At the closing event of its five-year project, the Environmental Justice Foundation recommits to supporting Liberia’s local artisanal fishers.
At the closing event of its European Union funded project “Developing marine protected areas and an ecosystem management approach to Fisheries in the Mano River region, with special focus on Sierra Leone and Liberia”, in Robertsport, the Environmental Justice Foundation (EJF) reaffirmed its commitment to supporting Liberia’s fishing communities in their efforts to build sustainable fisheries across the country.
EJF was joined by representatives from the European Union, the Liberian Government and groups representing Liberian artisanal fishermen to examine the lessons learnt from the five-year project, and next steps towards further strengthening and protecting the country’s fisheries for both current and future generations.
The fishing industry is vital for West Africa. In Liberia, 65% of animal protein comes from fish, making it the second most purchased food after rice. 33,000 people are directly dependant on the sector for their employment and income.
But the industry is under threat as illegal ‘pirate’ fishing costs West Africa in excess of $1 billion every year. As much as 37% of all fish caught in the region’s waters is done so illegally, putting the livelihoods and food security of millions of people at risk.
Over the past five-years, EJF and its partners have achieved historical milestones towards ending illegal activities, securing marine conservation and building sustainability in the region’s fisheries.
Working in Sierra Leone and Liberia to document and combat pirate fishing, particularly in the Inshore Exclusion Zone (IEZ) – an area reserved for artisanal fishers – we have seen an increase in action taken against vessels fishing illegally.
This has led to a reported decline in illegal fishing vessels and, in turn, an increase in catch for artisanal fishers, an improvement in their livelihoods and a reduction in conflict with industrial vessels.

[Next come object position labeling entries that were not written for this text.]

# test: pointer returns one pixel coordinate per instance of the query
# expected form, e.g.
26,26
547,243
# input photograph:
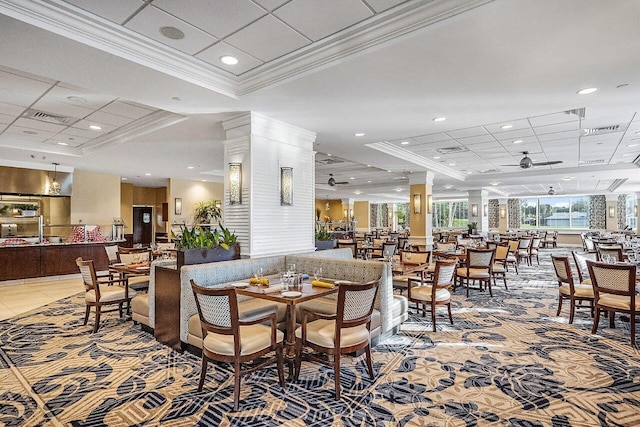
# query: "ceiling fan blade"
555,162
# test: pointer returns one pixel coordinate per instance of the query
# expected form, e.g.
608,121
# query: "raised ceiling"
383,68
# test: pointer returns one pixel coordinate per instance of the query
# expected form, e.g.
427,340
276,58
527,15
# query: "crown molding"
76,24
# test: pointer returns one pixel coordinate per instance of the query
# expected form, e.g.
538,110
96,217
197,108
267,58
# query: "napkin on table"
273,289
320,284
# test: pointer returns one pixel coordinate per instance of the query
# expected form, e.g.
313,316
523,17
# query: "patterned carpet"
507,361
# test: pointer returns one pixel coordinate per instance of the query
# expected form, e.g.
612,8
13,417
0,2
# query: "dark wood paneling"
19,263
167,327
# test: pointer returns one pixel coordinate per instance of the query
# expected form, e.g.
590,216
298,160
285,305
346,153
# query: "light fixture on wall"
417,203
235,183
286,186
55,188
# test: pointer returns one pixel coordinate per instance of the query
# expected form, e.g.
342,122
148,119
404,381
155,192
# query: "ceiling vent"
49,117
452,150
605,129
576,112
329,161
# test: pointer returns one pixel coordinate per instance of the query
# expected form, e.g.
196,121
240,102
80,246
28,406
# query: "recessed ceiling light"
229,60
172,33
76,99
587,91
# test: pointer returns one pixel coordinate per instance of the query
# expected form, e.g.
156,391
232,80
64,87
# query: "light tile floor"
19,297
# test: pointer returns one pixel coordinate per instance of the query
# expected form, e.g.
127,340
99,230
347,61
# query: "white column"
263,146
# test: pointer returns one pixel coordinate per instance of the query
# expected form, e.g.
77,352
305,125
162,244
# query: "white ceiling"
382,67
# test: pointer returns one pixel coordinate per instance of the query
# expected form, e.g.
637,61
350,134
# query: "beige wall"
191,192
96,198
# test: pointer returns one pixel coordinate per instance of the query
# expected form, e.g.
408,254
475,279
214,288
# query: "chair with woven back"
100,291
228,339
435,290
479,265
347,331
614,289
567,288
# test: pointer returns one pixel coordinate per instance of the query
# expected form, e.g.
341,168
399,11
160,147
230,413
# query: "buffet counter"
51,259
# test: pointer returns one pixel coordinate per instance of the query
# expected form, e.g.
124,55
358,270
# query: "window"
450,214
555,212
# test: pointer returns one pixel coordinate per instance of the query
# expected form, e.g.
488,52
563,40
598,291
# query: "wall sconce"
235,183
417,203
286,186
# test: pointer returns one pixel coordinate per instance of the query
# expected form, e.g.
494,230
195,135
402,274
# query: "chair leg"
236,384
369,360
203,372
336,373
559,304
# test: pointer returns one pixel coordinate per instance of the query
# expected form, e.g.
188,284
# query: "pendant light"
55,187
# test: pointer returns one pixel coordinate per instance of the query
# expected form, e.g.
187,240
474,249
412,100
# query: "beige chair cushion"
474,273
423,293
321,332
253,338
580,290
617,301
108,294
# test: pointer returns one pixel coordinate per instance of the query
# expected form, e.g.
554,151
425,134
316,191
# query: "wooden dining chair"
102,291
345,332
228,339
435,290
614,290
567,288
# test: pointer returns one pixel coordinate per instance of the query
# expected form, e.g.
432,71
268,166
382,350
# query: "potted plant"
324,240
200,245
206,212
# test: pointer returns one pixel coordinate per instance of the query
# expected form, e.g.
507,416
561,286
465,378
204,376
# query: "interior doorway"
142,225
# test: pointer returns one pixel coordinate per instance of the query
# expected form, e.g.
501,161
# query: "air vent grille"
452,150
605,129
49,117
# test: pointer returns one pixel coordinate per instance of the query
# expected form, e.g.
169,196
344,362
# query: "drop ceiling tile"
317,20
105,118
245,62
149,21
114,10
39,126
468,132
381,5
61,108
267,39
127,109
271,4
219,18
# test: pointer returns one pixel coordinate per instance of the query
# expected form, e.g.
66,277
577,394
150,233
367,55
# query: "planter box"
323,245
202,256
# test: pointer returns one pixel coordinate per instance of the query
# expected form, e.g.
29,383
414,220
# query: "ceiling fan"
332,182
527,163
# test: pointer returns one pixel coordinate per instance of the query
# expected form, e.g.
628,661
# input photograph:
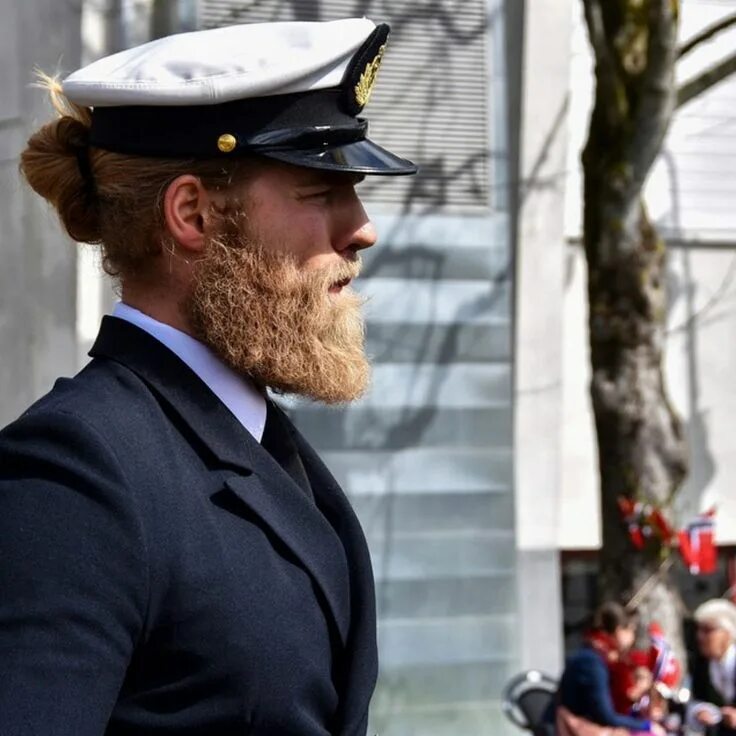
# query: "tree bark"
641,445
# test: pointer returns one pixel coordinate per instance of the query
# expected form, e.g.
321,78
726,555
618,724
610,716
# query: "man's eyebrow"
314,178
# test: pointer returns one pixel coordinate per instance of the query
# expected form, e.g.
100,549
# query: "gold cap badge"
227,142
364,87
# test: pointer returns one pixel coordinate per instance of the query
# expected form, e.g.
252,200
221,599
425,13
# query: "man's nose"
365,236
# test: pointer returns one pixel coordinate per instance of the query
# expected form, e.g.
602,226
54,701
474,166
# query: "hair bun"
56,163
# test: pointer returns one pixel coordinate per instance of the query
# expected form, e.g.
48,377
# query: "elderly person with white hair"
713,671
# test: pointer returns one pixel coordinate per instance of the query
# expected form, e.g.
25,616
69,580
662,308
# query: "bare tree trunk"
641,446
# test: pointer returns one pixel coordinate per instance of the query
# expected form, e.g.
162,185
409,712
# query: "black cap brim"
359,157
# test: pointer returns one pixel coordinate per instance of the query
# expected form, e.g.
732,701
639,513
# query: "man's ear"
186,206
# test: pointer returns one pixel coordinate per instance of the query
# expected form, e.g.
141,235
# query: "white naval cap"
223,64
289,90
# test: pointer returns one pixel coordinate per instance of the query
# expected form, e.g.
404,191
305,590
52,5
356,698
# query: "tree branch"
705,34
706,80
607,76
656,91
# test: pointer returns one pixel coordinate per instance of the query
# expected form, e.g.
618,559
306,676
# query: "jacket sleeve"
73,577
596,680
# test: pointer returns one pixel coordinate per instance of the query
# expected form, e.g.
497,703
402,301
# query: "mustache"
342,271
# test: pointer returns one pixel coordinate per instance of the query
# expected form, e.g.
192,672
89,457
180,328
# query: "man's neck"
158,306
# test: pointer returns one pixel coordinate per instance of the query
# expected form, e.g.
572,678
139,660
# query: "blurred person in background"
713,669
584,703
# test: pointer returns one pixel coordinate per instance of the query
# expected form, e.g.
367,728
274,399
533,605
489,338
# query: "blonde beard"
271,320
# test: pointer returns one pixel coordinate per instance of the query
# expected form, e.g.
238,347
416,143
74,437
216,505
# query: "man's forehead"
307,177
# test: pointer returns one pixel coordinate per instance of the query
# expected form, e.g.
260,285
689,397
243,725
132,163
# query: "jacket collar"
174,383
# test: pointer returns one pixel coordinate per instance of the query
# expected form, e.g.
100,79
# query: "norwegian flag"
662,662
697,544
631,512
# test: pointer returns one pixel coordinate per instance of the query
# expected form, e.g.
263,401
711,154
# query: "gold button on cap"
227,142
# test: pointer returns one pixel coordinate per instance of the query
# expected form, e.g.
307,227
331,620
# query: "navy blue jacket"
585,690
161,574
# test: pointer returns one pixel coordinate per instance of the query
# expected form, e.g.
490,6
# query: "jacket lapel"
261,484
210,423
361,666
289,513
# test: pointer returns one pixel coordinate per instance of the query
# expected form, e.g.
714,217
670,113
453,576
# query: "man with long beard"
174,557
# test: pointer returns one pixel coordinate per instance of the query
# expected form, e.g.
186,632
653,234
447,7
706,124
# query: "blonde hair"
104,197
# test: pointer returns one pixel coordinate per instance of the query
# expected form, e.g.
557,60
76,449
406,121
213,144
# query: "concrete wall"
540,255
37,278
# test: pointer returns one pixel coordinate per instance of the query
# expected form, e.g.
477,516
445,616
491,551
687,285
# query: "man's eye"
319,193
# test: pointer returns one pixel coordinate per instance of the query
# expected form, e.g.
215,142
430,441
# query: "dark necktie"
278,441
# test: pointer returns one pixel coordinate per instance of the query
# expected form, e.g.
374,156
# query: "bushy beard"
270,319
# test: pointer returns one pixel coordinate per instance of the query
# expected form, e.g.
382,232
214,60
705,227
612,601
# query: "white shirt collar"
238,393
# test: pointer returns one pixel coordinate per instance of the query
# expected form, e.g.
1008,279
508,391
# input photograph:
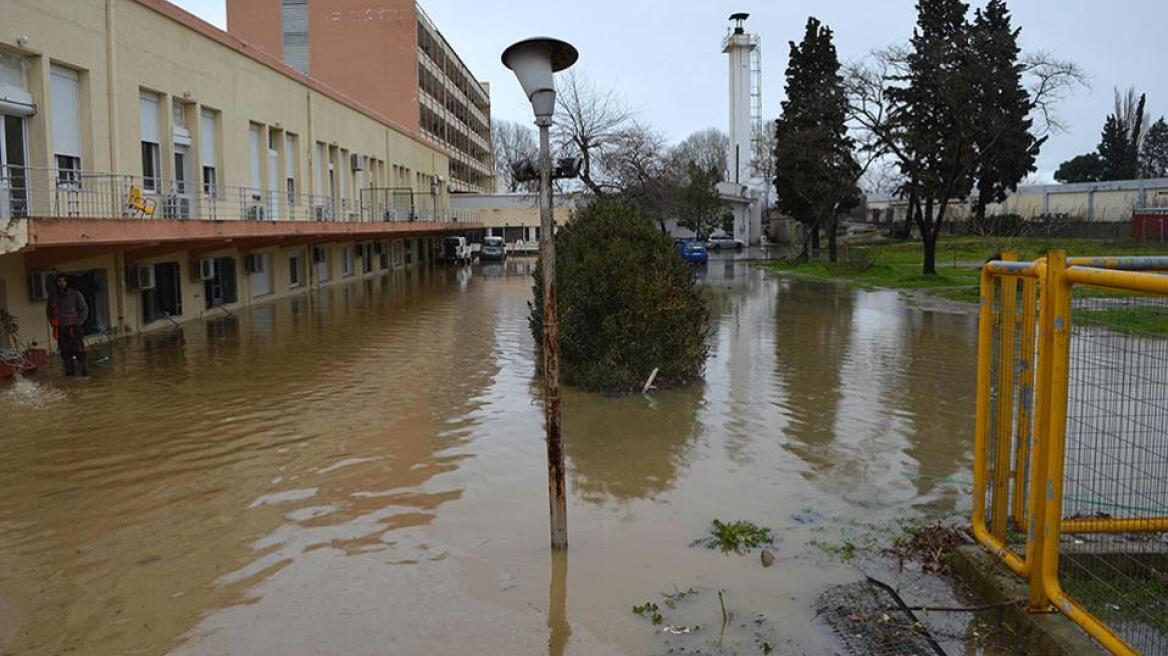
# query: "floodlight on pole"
535,62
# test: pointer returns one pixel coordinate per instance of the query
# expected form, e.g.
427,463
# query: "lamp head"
535,62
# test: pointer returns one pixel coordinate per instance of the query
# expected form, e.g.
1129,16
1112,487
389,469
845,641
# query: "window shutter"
147,104
65,112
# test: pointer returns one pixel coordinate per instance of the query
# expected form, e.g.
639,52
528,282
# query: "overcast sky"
665,56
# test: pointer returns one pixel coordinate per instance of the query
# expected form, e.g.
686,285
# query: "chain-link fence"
1071,452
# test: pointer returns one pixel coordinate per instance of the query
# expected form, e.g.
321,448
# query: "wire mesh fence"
1113,550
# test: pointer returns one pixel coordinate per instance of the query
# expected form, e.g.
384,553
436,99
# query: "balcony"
48,193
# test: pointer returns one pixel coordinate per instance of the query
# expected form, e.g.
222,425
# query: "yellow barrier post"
1026,399
1051,475
1003,432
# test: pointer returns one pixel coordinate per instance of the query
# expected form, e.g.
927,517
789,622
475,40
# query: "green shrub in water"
627,304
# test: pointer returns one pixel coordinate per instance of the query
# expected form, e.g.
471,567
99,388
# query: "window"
181,154
296,270
254,134
208,138
65,89
148,127
290,166
294,33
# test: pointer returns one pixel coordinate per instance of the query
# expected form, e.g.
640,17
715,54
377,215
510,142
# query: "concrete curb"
1047,634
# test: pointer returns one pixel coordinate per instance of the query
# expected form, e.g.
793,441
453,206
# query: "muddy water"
361,470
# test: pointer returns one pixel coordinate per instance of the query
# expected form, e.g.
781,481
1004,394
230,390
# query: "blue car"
693,251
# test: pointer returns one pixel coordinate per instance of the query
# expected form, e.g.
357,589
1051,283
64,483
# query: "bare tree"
707,148
1050,81
589,120
512,141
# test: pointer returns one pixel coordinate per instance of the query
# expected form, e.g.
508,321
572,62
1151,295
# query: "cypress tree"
933,118
1005,146
814,169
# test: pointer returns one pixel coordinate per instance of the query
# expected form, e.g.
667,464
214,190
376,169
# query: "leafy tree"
1080,168
936,128
1154,156
627,304
1005,145
701,207
1123,135
814,171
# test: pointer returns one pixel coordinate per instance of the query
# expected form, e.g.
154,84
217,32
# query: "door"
222,288
13,180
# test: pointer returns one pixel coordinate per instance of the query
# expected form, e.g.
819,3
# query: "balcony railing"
49,193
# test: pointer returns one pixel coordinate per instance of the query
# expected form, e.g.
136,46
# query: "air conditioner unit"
206,269
175,207
256,213
140,277
40,285
254,263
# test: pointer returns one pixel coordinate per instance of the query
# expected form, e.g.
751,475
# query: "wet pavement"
361,470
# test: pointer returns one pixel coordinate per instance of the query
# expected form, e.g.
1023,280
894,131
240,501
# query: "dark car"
693,251
493,249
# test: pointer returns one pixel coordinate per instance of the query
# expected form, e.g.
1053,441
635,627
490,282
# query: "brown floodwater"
361,470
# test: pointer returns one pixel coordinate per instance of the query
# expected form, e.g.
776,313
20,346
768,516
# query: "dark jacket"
69,308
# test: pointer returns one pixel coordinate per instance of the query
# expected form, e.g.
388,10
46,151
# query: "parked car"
693,251
457,250
493,249
718,241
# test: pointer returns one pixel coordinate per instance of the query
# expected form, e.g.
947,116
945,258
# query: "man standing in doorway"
68,314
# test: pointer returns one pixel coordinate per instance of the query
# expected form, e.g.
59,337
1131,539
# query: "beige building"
1103,202
388,55
515,217
172,169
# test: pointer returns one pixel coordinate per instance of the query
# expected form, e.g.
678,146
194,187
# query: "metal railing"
1071,455
50,193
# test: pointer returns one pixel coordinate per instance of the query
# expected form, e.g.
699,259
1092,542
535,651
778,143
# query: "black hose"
904,607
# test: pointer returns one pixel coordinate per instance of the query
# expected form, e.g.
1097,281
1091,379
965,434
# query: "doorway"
166,298
221,290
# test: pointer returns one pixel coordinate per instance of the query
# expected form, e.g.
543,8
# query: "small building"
513,216
1102,202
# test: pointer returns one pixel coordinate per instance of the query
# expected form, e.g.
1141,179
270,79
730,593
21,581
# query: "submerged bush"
627,302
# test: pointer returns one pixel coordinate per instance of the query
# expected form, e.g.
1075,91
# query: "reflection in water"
359,469
628,447
560,630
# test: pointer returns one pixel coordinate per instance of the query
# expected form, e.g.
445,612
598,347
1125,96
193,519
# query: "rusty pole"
557,500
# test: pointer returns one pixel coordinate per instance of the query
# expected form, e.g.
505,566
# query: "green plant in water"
649,609
737,536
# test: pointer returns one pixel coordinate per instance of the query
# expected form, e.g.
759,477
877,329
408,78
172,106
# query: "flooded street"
361,470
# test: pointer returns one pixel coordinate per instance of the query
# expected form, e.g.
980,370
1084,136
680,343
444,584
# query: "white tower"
744,194
745,96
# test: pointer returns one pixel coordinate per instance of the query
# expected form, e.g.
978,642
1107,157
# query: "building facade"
171,169
376,50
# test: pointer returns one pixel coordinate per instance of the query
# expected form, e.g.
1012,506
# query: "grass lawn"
897,265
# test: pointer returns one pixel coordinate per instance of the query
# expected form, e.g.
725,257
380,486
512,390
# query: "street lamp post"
535,62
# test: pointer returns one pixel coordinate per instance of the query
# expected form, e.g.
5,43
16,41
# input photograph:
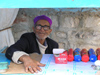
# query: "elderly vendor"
34,42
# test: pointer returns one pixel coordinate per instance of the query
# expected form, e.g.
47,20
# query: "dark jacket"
28,44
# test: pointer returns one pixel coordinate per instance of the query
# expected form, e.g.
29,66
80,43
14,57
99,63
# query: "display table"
71,68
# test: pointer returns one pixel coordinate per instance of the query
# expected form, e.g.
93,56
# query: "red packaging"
98,53
61,58
70,55
85,56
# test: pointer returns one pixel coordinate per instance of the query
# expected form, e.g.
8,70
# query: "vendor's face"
42,29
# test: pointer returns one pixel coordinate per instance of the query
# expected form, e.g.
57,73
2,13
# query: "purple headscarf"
43,17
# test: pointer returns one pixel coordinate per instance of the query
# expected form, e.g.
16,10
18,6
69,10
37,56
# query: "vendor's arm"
30,64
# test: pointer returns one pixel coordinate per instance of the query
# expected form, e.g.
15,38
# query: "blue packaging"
77,55
92,55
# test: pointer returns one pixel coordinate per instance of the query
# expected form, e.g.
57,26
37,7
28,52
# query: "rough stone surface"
71,28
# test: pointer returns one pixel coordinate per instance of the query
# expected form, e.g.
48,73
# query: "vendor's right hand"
31,65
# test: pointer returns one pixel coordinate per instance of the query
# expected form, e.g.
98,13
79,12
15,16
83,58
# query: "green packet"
3,65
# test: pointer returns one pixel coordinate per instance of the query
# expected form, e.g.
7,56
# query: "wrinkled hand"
30,64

Over the course of the project, the organisation has also worked with local fishing communities to establish decentralised fisheries management. In Liberia, EJF helped set up the Collaborative Management Association (CMA), an organisation made up of primarily fisherfolk that now manage their own Territorial Use Right for Fishing (TURF) area in Grand Cape Mount. In Sierra Leone, EJF also worked with local co-management associations to establish a new Marine Protected Area around Sherbro Island.
In Lake Piso, Liberia, EJF worked with local communities to establish a Fishery Management Plan for the Lake Piso Multiple Use Reserve. This plan, together with information on Liberia’s vital marine species, is helping to improve the sustainability of Liberia’s fisheries management and inform future policy.
EJF aims to continue to support the CMA and other local efforts, and hopes to use the examples set over the last five years to expand capacity across the country.
Steve Trent, EJF’s Executive Director said: “The fishing sector underpins Liberian livelihoods, the country’s economy, and the very way of life for thousands of the country’s citizens. We have seen a huge improvement in the management of Liberia’s fisheries over the last five-years, with the communities we work with reaping the benefits of the reduced levels of illegal fishing we’ve witnessed. But there is still a long way to go to eradicate pirate fishing and to build truly sustainable fisheries in Liberia. EJF remains committed to continuing its work in Liberia and to working with local fisherman to secure the future they want for themselves, their children and their communities.”
Charles Simpson, Chairman of the Community Management Association from Robertsport, representing artisanal fisherman in the region said: “We are very grateful to EJF for partnering with us. Illegal fishing was a very serious problem in Robertsport, damaging our gear without any penalty for the trawlers. Now, through EJF’s important work, we no longer have trawlers destroy our nets and fish productivity is up. Thanks to their work in helping us to set up the CMA, our community members now have the ability to make direct decisions about the fishery resources they rely on while providing a stronger voice for local fishermen.”